Great grandson of Pioneer Dairy founder plans to bring back the fudgesicles

Zack Colson with his wife Crystal and sons Jacob, 4 and Lucas, 5. (ZACK COLSON PHOTO)

SOUTHWICK – Growing up, Pioneer Dairy fudgesicles were a big part of Zack Colson’s life.

Colson’s great grandfather Charles Nutter started the business known for its milk, ice-cream and especially for its fudgesicles.

When the Dairy closed its Feeding Hills Road doors in 2004, Colson had a dream to bring back the chocolatey treat that was a mainstay not only for him, but for people across the region.

Now, Colson, a construction estimator full-time, is ready to bring them back and is seeking donations through a Kickstarter fund to help him get started.

“I really started to pursue it about five years ago right after my oldest turned one,” Colson said. “Per the pediatrician, that’s when toddlers can start eating chocolate. The little guy took to chocolate milk like bees to honey. I remember thinking ‘I have got to make this guy a fudgesicle somehow, he’s going to love it’.”

Colson began trying to recreate the original recipe in his Agawam home. He said it took four or five tries to get it just right, even with his family’s treasured recipe.

“The trick was hunting down the ingredients and proportionately scaling down the recipe and process for tiny tests batches,” he said.

Colson said it took some time to convince his father to give up the coveted recipe.

Lucas Colson tests out a fudgesicle. (ZACK COLSON PHOTO)

“It probably would have been easier to get struck by lightning while playing hopscotch with Bigfoot than it was to get my Dad to share the trade secret with me,” he joked. “After two-plus years of asking (aka begging) on a very regular basis, he finally agreed to share it with me, with the condition that I swear to secrecy and agree to guard it with my life. “
Colson’s goal is to raise $30,000 via (search under Pioneer Dairy Fudgesicle).

“I know that it’s a pretty high number but, to do this right it’s going to take the right equipment, and unfortunately it is not cheap,” he said. “The big ticket items needed are a popsicle machine, freezer, small homogenizer, heating and cooling tanks, package equipment, and other pertinent items and fees associated with this type of business.”

Colson said he has “a million memories of Pioneer Dairy and the friends and family that worked there.”

“It was my number one destination since I learned to cross the street.” He said. “I was very fortunate to grow up with it and to have had the opportunity to work there from a young age. Also, as a kid, the perks of having an ice cream factory in the family were enough to make Willy Wonka jealous, but I am hands down most thankful for the lessons learned from everyone involved along the way.”

Colson recalled being young enough to just barely open the freezer. He said he could back up to the milk cooler and take a leap to the edge of the freezer.

“From there I could hang over the side, balance at the waist and reeeeaaaccchhh down into the bottom of the cooler to retrieve fudgesicles for me and my brother,” he said. “A whole lot of effort, but in the end totally worth it. I guess that’s what I am doing again now — taking a leap and reaching towards the goal of fudgesicles, however it’s in a way taller freezer, and I need a boost to get there so i can bring it back for everyone again.”

Colson said he is in the very early stages of making the fudgesicle business a reality. He hopes the Kickstarter fund will help “open doors” for him as far as where and when he can begin producing Southwick’s famous fudgesicles.
Colson has contacted the Massachusetts Small Business Development Center about renting a commercial kitchen.

“I will most likely get things started there or somewhere similar that’s closer to home. A long-range goal/dream would be to eventually bring the operation back to the original property, get my dad and uncle back into it and rebuild,” he said.
Colson said legend has it that in Nutter’s early years in business, he “used to let a couple of ‘Friendly’ brothers use the ice cream equipment at night, as long as they put it back the way they found it. I’m not sure if the legend is true, or if that’s even possible in today’s business world, but if one of the local small dairy production plants and/or ice cream makers, with the right equipment, would let me moonlight at their facility that would be a tremendous leg up.”

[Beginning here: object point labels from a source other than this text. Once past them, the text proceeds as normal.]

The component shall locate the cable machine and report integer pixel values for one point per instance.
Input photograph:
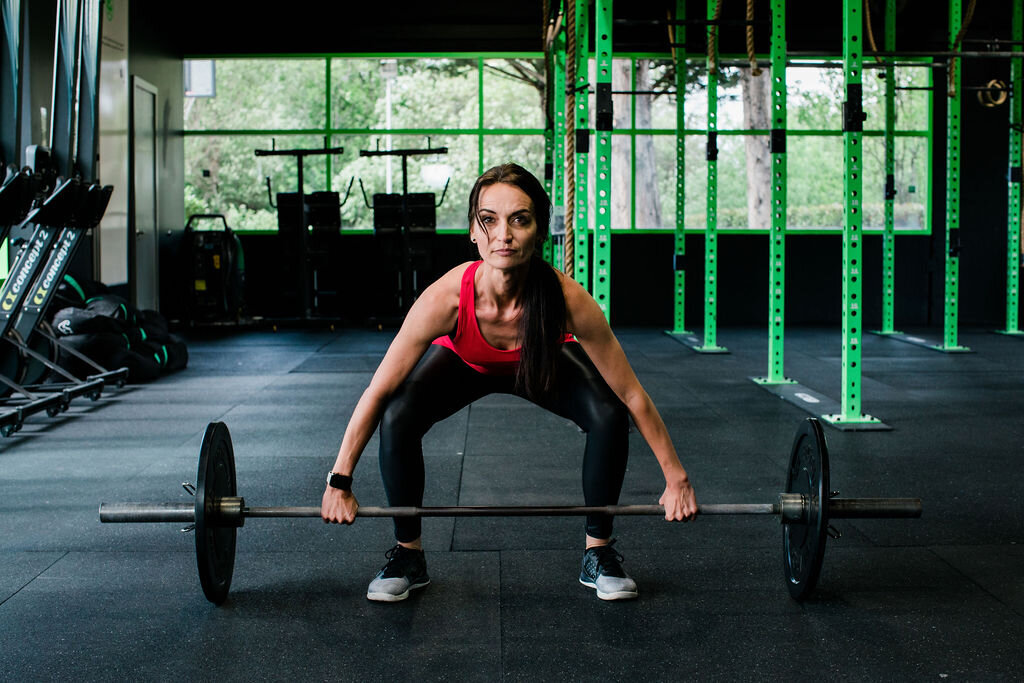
(410, 217)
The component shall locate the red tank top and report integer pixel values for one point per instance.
(469, 344)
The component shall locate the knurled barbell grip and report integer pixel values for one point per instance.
(184, 512)
(520, 511)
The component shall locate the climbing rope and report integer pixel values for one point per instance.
(960, 36)
(570, 71)
(713, 40)
(751, 55)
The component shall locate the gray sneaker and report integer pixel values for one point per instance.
(406, 570)
(603, 571)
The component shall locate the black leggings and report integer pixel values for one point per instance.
(441, 384)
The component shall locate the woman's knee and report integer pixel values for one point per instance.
(400, 419)
(606, 415)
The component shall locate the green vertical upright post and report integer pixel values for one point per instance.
(889, 237)
(853, 164)
(679, 264)
(1015, 258)
(601, 262)
(581, 266)
(951, 299)
(549, 176)
(558, 160)
(776, 275)
(710, 343)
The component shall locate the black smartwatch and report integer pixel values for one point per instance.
(340, 481)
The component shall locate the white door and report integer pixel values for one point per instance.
(144, 242)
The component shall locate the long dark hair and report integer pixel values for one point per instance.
(542, 317)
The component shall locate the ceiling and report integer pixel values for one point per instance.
(450, 26)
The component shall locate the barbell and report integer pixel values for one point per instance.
(804, 509)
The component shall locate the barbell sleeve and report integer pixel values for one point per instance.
(519, 511)
(146, 512)
(838, 509)
(867, 508)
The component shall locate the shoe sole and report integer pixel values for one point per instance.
(617, 595)
(391, 597)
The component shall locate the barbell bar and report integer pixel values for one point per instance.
(218, 511)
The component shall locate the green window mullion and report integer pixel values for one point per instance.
(710, 343)
(889, 238)
(479, 116)
(601, 261)
(776, 297)
(559, 159)
(951, 299)
(852, 247)
(581, 267)
(1014, 256)
(328, 121)
(679, 270)
(633, 144)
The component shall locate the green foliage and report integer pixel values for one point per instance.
(292, 100)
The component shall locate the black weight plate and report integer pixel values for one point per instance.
(11, 361)
(34, 371)
(214, 543)
(804, 543)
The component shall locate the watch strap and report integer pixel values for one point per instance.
(340, 481)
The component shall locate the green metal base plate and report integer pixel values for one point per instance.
(924, 343)
(695, 342)
(768, 380)
(951, 349)
(819, 404)
(861, 423)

Colson said he has had a lot of positive response so far.

“I want to relay my thanks and appreciation to all those that have commented, liked and shared my announcement on Facebook and have made a contribution toward the Kickstarter campaign,” he said. “I love reading their stories and positive comments — it’s incredibly motivating. Please continue to spread the word and I will continue to do everything in my power to get this venture going, one way or another, in time for summer.”